Europe's banks' retreat from Moscow is entering its final stage, but instead of having General Winter at their heels, they have the European Central Bank.

The ECB is tightening the screws on the last significant banking presences in Russia. It's one element of a multi-faceted, if unevenly applied, strategy of withdrawing western capital and western expertise from an economy that has been mobilized to support the biggest act of aggression on the continent in 80 years.

Last week, Austria's Raiffeisen Bank International, by far the largest European bank still operating in Russia, said it expects to receive a binding requirement from the ECB to accelerate the reduction of its business there, while Reuters reported that Italian-based Unicredit was bracing for a similar letter.
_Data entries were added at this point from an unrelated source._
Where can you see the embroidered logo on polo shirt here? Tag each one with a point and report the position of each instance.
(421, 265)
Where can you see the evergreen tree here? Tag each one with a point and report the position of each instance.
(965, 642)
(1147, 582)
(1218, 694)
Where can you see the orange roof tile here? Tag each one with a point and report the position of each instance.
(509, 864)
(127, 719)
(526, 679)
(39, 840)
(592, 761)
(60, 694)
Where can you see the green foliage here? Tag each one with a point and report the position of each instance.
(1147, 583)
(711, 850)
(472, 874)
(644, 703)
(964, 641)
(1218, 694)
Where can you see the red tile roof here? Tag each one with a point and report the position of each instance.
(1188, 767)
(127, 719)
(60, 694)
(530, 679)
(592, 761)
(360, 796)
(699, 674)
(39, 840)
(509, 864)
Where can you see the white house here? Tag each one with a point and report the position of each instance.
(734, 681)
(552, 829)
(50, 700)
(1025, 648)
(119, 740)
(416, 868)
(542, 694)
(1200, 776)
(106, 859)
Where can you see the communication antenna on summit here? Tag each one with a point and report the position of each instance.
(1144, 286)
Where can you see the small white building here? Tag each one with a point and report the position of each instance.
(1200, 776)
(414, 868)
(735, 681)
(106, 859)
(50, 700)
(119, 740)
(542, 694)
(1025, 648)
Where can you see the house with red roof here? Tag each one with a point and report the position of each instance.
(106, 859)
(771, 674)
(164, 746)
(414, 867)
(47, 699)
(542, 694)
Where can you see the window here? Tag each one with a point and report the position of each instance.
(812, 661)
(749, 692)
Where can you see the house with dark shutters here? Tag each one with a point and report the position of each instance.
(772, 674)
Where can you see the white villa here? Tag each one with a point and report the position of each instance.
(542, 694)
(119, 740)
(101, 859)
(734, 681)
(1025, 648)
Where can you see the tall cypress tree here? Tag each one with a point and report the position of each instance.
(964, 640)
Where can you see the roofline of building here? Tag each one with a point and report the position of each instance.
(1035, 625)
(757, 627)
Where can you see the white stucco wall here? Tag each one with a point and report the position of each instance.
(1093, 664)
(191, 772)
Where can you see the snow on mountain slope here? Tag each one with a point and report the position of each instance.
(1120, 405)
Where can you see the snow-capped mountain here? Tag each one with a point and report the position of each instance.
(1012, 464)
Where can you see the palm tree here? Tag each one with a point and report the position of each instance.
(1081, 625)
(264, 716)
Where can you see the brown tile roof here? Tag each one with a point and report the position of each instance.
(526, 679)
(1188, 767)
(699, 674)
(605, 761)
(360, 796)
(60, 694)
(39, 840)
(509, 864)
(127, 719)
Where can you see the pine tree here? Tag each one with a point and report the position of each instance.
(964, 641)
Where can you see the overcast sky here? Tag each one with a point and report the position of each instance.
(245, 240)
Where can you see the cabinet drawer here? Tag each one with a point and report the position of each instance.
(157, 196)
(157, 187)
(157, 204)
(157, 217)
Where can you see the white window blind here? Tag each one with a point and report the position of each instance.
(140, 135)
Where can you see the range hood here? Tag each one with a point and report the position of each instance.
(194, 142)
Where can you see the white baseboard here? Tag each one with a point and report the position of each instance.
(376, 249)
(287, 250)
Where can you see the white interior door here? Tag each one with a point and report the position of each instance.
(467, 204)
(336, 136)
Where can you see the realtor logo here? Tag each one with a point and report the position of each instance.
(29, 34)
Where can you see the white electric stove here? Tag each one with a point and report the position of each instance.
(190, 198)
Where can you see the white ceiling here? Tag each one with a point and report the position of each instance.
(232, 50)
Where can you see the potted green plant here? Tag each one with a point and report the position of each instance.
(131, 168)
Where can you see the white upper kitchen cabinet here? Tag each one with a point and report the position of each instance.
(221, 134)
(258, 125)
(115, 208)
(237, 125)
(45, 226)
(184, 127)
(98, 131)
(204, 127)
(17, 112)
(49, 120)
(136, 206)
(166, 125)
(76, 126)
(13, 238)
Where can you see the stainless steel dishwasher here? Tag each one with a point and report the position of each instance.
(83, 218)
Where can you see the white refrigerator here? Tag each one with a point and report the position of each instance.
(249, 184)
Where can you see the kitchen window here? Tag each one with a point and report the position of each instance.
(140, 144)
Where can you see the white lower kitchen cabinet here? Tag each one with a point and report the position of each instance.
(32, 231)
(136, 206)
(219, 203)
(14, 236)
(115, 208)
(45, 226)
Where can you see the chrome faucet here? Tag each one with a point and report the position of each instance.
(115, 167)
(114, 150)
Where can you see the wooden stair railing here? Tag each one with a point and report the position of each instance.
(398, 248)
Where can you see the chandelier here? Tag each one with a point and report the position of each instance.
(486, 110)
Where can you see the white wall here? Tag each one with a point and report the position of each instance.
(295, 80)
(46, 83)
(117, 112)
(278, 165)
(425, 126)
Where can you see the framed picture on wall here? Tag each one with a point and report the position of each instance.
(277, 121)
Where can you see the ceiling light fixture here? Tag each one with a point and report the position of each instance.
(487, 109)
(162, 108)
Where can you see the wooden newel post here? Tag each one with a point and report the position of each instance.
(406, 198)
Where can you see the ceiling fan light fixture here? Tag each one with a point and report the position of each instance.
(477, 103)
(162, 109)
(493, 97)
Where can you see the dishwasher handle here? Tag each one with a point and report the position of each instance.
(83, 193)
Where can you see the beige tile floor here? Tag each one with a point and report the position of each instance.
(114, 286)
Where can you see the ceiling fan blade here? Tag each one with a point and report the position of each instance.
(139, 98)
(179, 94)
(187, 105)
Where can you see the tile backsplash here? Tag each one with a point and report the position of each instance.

Both banks declined to comment for this article.

According to the ECB stipulation, Raiffeisen will, by 2026, have to reduce its balance sheet by 65 percent from its level at the end of the third quarter of last year. That was already down by half from where it was on the day Vladimir Putin launched his army against Kyiv.

In a similar vein, Italy's Unicredit has reduced its exposure to Russia by 90 percent already since the invasion. And Dutch-based ING, whose local corporate banking unit had flourished as it accompanied industrials such as Heineken and Shell into the former Soviet Union, has likewise cut its cross-border exposure by over 80 percent to only €1.3 billion as of February.

Forcing what are essentially corporate banking operations to downsize will make it harder for European industry to carry on any kind of work in Russia. But the impact on Raiffeisen, with nearly 10,000 employees across a retail network of over 120 branches, is of a different order of magnitude altogether.

The new timeline threatens its plans to salvage anything from what was for years the biggest and most respected foreign-owned retail bank in the country, an operation that at times generated over half of the group's profits.

Raiffeisen has attempted to exit by swapping the equity in its local subsidiary for a holding in construction company Strabag, which is based in Austria and focuses on central and eastern Europe. However, the deal has been held up. The stake used to be held by metals tycoon Oleg Deripaska. However, it was transferred late last year to a new holding company, whose ultimate beneficiaries are unclear. As such, it's hard to verify that the deal wouldn't benefit someone currently under western sanctions.

The ECB's order means that, by the time such issues are cleared up, there may be little left to sell. Meanwhile Strabag, like any European company where Russians had accumulated an interest legally before the war, remains indefinitely hobbled by the uncertainty.

But the slowness of the sale process had frustrated regulators on both sides of the Atlantic. Earlier this year, Acting Assistant Treasury Secretary Anna Morris, responsible for sanctions enforcement, had warned Raiffeisen that it risked exposing itself to new sanctions powers that the Office for Foreign Asset Control had been given at the end of last year, in order to squeeze Russia harder.

Raiffeisen's fate contrasts sharply with that of Société Générale, which within four months of the invasion had agreed to sell its local operation, Rosbank, to the Interros holding company of another metals tycoon, Vladimir Potanin. That deal was smoothed by the fact that SocGen and Potanin had jointly run Rosbank for years before 2022, whereas Raiffeisen had built its business up from scratch. And in contrast to Deripaska, Potanin was not on the sanctions list at the time — although both and Rosbank have joined it since.

ECB action 'didn't come out of nowhere'

The ECB declined to comment for this article, but Claudia Buch, who took over as chair of its Supervisory Board at the start of the year, said in March: “For the banks that are still there ... we’ve also given them clear expectations on how we expect a downsizing of activities and exit strategies.”

A person close to the process confirmed that the ECB's latest move “hadn't come out of nowhere.” | Andreas Rentz/Getty Images

In the months that followed Russia's invasion in February 2022, the ECB had said little in public about what it expected from the banks operating there, beyond Andrea Enria (Buch's predecessor) saying that reducing exposure was “the right thing to do.” The broader impact of the war on the European economy, and consequently on its banks, was a much more immediate concern for Enria at the time.

Letters to MEPs as far back as June last year suggest that the supervisor had already indicated it expected the banks to downsize in Russia sharply, warning of “reputational risks” for those who continued. Peterson Institute fellow Nicolas Véron noted the move reflects the fact that just staying in Russia in any shape now “represents a threat to a bank's franchise and the integrity of its management.”

A person close to the process confirmed that the ECB's latest move “hadn't come out of nowhere.”

He added the ECB's move appeared unrelated to the broader horse-trading going on between the U.S. and EU over how best to support Ukraine.

At a meeting of G7 finance ministers and central banks in Washington last week, the European contingent had to push back strongly against suggestions that frozen Russian assets in Europe could be confiscated to help finance Kyiv's war effort. The House of Representatives unlocked a $60 billion aid package for the country within three days of that meeting, having sat on the bill for months beforehand.

“The ECB just wants the topic to be over,” the person said.